Le cinéma est une forme puissante d’expression culturelle et artistique. C’est aussi une entreprise commerciale très rentable. D’un point de vue pratique, le cinéma est une entreprise impliquant de grosses sommes d’argent, ainsi qu’une division complexe du travail. La main-d’œuvre est impliquée dans trois secteurs : la production, la distribution et l’exploitation. L’histoire de l’industrie canadienne du film est tissée de réussites sporadiques, accomplies dans l’isolement et en dépit de défis considérables. Le cinéma canadien existe dans un environnement où l’accès au capital pour la production, l’accès au marché pour la distribution et aux salles de cinéma pour l’exploitation est extrêmement difficile. L’industrie cinématographique canadienne, en particulier au Canada anglais, lutte contre le monopole du divertissement hollywoodien pour attirer l’attention d’un public qui reste largement indifférent à l’industrie nationale. Les principaux points de vente et de distribution au Canada sont détenus et contrôlés par des intérêts étrangers. L’absence de production nationale à travers une grande partie de l’histoire de l’industrie ne peut être comprise que dans ce contexte économique.

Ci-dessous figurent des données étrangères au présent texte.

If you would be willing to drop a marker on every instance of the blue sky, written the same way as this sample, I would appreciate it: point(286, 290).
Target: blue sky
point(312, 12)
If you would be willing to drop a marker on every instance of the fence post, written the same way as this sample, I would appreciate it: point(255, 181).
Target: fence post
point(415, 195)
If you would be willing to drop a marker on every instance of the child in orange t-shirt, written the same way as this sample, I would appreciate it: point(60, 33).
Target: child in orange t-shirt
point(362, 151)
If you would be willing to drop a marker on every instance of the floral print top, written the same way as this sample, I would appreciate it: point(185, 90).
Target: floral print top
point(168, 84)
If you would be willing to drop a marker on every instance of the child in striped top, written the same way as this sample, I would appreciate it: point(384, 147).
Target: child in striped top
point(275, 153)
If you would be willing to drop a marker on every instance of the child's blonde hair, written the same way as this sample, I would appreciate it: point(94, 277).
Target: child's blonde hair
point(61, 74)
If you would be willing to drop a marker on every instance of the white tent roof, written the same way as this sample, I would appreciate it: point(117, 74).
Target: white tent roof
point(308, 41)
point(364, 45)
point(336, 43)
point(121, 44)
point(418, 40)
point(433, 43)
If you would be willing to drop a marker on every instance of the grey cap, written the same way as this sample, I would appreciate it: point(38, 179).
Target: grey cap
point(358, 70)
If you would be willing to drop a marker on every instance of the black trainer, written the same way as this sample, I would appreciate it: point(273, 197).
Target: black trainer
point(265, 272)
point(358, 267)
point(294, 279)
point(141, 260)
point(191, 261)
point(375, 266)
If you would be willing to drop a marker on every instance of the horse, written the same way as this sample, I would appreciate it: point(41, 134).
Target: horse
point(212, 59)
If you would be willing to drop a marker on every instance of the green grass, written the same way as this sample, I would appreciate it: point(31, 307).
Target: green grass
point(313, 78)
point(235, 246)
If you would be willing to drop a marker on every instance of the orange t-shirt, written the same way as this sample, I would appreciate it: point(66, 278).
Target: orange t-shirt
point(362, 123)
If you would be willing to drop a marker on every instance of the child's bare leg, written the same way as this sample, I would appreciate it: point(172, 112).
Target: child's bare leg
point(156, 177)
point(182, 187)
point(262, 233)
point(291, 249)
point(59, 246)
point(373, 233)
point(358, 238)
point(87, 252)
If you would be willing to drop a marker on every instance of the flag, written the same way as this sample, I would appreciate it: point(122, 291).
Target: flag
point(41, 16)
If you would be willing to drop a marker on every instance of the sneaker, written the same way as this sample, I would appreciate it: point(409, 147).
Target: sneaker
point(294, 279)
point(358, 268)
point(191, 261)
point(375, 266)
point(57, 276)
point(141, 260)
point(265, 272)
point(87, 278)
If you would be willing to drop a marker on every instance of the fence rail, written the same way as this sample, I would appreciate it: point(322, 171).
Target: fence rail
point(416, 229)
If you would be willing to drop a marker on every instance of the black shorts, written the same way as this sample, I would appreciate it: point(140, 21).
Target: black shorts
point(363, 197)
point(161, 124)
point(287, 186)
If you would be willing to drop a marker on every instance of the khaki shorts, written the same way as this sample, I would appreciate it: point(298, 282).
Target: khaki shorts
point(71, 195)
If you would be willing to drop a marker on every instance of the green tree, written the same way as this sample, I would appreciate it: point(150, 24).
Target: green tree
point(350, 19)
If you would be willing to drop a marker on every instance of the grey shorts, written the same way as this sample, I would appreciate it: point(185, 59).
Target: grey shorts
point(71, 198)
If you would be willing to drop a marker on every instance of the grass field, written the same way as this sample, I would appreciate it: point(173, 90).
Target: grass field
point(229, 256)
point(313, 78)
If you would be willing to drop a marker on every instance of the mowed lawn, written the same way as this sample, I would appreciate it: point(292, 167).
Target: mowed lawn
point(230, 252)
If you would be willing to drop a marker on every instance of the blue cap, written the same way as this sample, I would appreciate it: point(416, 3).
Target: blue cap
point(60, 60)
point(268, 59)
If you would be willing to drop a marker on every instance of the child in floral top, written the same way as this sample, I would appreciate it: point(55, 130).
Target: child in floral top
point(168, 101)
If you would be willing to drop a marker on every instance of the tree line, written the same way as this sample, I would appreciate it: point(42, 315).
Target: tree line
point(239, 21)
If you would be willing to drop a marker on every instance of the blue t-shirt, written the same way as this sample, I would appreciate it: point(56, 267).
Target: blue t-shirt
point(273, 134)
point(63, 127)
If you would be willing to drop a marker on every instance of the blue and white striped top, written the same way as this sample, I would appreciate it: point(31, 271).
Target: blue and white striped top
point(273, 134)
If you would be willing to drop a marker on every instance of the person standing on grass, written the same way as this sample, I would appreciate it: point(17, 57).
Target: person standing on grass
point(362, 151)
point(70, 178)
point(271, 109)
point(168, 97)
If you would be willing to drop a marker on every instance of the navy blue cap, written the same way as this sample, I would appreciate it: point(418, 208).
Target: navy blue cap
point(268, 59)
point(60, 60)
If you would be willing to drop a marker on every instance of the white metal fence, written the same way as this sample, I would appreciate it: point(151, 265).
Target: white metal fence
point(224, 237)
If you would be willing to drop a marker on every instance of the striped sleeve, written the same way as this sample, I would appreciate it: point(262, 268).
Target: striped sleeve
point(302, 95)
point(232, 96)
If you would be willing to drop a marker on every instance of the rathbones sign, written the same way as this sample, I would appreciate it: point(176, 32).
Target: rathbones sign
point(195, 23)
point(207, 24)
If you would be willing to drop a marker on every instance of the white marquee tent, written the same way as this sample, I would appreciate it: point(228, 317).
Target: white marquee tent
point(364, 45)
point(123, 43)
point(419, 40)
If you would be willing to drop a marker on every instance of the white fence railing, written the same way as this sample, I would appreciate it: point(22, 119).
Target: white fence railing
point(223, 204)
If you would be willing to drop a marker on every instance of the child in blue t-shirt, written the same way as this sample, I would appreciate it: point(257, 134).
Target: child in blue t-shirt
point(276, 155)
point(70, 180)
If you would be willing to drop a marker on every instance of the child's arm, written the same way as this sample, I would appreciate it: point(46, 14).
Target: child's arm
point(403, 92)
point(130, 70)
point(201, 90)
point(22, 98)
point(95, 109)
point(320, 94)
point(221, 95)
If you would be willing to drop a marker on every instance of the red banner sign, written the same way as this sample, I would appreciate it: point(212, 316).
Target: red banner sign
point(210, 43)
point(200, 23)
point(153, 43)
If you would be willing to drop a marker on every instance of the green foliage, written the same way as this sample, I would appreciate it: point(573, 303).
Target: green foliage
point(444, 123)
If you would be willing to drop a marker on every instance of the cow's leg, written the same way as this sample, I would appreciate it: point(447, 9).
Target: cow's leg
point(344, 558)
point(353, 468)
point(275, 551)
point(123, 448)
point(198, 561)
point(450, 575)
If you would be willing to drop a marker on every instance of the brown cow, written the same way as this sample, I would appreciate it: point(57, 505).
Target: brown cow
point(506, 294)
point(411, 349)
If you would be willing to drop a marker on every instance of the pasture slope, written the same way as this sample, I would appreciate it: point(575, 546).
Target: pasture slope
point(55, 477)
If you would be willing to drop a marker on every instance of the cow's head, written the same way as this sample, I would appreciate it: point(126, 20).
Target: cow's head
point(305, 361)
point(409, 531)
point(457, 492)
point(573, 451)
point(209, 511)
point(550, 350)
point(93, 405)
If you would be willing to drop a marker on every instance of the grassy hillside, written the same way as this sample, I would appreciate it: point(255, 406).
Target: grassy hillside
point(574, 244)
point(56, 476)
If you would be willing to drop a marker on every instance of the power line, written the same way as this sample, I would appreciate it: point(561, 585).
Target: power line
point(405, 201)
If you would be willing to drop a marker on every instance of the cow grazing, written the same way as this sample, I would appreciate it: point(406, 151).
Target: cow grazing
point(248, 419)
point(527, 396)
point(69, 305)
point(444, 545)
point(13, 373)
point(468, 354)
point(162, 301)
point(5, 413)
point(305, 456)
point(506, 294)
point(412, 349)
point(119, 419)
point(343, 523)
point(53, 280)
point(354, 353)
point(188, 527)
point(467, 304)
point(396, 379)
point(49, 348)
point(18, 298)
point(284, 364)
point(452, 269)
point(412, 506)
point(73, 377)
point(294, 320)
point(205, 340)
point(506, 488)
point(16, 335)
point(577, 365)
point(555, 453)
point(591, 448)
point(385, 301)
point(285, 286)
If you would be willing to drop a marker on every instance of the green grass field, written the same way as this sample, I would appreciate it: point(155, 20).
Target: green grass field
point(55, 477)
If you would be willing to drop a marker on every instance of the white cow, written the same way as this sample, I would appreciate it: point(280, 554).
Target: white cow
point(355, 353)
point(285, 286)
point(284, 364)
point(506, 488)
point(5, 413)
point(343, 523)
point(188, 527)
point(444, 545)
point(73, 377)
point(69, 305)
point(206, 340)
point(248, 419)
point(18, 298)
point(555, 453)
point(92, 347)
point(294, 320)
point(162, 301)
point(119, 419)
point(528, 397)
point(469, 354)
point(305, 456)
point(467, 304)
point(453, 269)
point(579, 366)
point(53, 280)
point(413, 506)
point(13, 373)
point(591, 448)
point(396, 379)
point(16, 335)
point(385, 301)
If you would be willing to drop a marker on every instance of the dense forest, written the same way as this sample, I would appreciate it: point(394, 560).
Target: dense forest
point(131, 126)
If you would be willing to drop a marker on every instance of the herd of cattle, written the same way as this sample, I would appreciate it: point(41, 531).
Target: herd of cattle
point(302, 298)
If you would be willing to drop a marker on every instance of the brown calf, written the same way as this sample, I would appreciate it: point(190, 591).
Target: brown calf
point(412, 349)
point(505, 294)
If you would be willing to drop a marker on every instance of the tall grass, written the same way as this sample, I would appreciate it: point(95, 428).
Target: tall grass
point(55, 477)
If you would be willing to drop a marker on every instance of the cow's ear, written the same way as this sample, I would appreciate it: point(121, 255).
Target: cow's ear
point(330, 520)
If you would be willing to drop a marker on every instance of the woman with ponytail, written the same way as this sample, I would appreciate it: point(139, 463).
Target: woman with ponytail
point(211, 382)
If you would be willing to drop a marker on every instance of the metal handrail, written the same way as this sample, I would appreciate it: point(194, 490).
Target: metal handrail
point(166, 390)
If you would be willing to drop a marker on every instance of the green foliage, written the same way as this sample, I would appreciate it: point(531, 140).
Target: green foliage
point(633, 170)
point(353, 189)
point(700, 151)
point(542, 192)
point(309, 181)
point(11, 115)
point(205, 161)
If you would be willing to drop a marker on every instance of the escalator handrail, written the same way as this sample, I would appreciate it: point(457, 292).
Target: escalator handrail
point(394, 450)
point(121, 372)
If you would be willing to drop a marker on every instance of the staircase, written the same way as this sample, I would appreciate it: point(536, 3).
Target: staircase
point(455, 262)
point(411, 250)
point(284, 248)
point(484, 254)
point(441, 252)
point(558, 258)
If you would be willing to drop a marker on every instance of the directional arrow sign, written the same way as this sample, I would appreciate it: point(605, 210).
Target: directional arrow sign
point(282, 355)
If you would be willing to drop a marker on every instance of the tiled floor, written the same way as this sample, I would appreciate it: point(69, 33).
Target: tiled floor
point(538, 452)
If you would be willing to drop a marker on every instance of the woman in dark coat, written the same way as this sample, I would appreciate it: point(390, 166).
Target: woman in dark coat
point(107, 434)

Cet article est l’un des quatre articles qui retracent l’histoire de l’industrie cinématographique au Canada. La série complète comprend : Histoire du cinéma canadien : de 1896 à 1938 ; Histoire du cinéma canadien : de 1939 à 1973 ; Histoire du cinéma canadien : de 1974 à aujourd’hui ; Histoire du cinéma canadien : cinéma régional et auteurs, de 1980 à aujourd’hui.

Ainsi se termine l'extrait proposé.